Zaman yavaşça aktı. Güneş ufukta ilerledi ve gündüz geceye dönüştü ve üç gün geçti! Wang Lin için bu üç gün 300 yıl gibiydi ve görünüşü bile yaşlanmıştı!

 

Üç gün boyunca vücudu hareket etmedi.  Kalbinde yükselen bir fırtına vücudunu doldurdu.

 

Mırıldandı, "Dao... Dao nedir..." Bu üç günde bu kelimeler ağzından sayısız kez çıktı. Sanki kendi kendine soruyordu ve gözlerindeki ikilem daha da güçlenmişti.

 

"En nihayetinde... Dao tam olarak nedir..." Daoyu ararken vücudundaki has enerjinin çalkalandığını idrak edemedi. Son üç günde has enerjisi giderek hızlanmış ve en sonunda adeta bir fırtınaya dönüşerek kontrolden çıkma noktasına gelmişti.

 

En sonunda has enerji vücudundan dışarı çıkarak bir burgaç oluşturdu.
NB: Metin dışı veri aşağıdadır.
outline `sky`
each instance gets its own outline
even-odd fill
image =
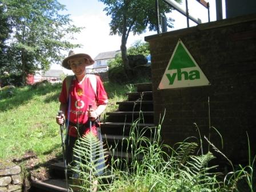
[[[75,52],[89,54],[94,58],[100,53],[120,49],[121,37],[117,35],[110,35],[110,29],[109,23],[111,18],[110,16],[107,16],[106,12],[103,10],[106,6],[102,2],[98,0],[59,0],[58,1],[61,4],[65,5],[66,9],[66,10],[61,12],[61,14],[70,14],[73,24],[78,27],[85,27],[80,33],[75,35],[76,40],[71,41],[73,43],[82,45],[82,47],[74,49]],[[210,21],[215,21],[215,0],[206,0],[206,1],[210,4]],[[185,9],[185,1],[183,0],[183,2],[181,7]],[[188,6],[190,14],[195,18],[199,18],[202,23],[208,22],[207,9],[196,0],[188,0]],[[186,17],[178,11],[173,11],[167,16],[175,19],[174,28],[168,29],[167,31],[187,27]],[[190,21],[190,27],[195,25],[196,23]],[[157,31],[147,31],[140,35],[134,35],[133,33],[130,33],[126,46],[130,47],[137,40],[144,41],[145,37],[156,34]],[[66,54],[67,56],[68,51]],[[57,64],[53,65],[51,68],[63,69],[59,65]]]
Bu burgaç siyah beyazdı!

 

Siyah beyaz burgaç, yin ve yang gibi dönüyordu. Kaynaşmış olsalar da birbirlerinden kesin bir çizgiyle ayrılmışlardı!

 

Bu burgaç giderek güçlendi ve hızlandı. Dao aramaya dalmış olan Wang Lin bundan tamamen habersizdi.

 

Daoyu ararken has ruhu yavaşça antik yıldırım ejderhasından eski haline geri döndü. Onun insan formunu almıştı. O da oturdu ve sanki bir şeyi işaret ediyormuş gibi elini kaldırdı ama elini geri indirmedi.

 

Sanki Wang Lin'in hayatını, dao arayan hayatını işaret ediyordu!

 

Sabahın erken saatlerinde güneşin ilk ışınları Qing Ling gezegenine vurdu. Gezegendeki ölümlüler uykularından uyandılar ve gündelik hayatlarına başladılar.

 

Yetişimciler güneşin yang ruhsal enerjisini yetiştiriyordu. Fakat bugün ruhsal enerji son derece etkindi ve öncekinden daha zengindi. Neredeyse bütün yetişimciler bunu fark etti ve şaşkın bir mutluluk yaşadılar. Hemen yetişim yapacak yer aradılar.

 

Bazıları kuzeydoğuya doğru yüzlerini çevirdiklerinde yetiştirdikleri ruhsal enerjinin kat kat daha yoğun olduğunu fark ettiler ve insanlar kuzeydoğuya doğru uçtular.

 

Qing Ling gezegeninin kuzeydoğusunda Heng Yun Zirvesi vardı. O anda zirvenin 5,000 kilometre uzağında birçok yetişimci vardı. Sanki yetişim yaparken dağa tapıyorlardı.

 

Bazen kısa bir yetişim süreci birkaç günlük yetişime bedel hale geliyordu.

 

O anda Heng Yun Zirvesinin tepesinde bir gök ve yer görüntüsü belirdi. Zirve beyaz ve siyah gaz ile doldu ve bir araya kaynaşarak yin ve yang görüntüsü oluşturdular. Uzaktan bakınca mavi gökyüzünün altında bu siyah ve beyaz gaz son derece parlaktı. Sanki bir tabloyu andırıyordu ve onu gören herkesin kalbini şaşkınlıkla doldurdu.

 

Bu şaşkınlık ruhlarından geldi ve ruhlarında yayıldı. Adeta gizemli bir kuvvet onları içine çekmişti ve kendilerini bunun içinden çıkaramıyorlardı.

 

"Dao... ne..." O anda Qing Ling gezegenindeki bütün yetişimcilerin ruhlarında antik bir ses yankılandı.

 

Bu ses antik bir aura barındırıyordu, sanki sayısız yıllık bir hayat tecrübesine sahipti. Daosunu teyit etmek için inatçı bir kanıt arayışı içindeydi. Herkes bunu duyduğunda afalladı, sanki yıldırım çarpmıştı.

 

İstemsizce bunu kendilerine sordular.

 

"Dao... ne!?!"

 

Heng Yun Zirvesinde, Wang Lin'in mağarası rüzgar esintisiyle toza dönüştü. Rüzgar tarafından götürülen toz ortadan kayboldu.

 

Zirvedeki mağara tamamen yok oldu ve geriye sadece Wang Lin ve baygın yatan Yao Bingyun vardı. Parmakları hala Yao Bingyun'un alnının üstündeydi.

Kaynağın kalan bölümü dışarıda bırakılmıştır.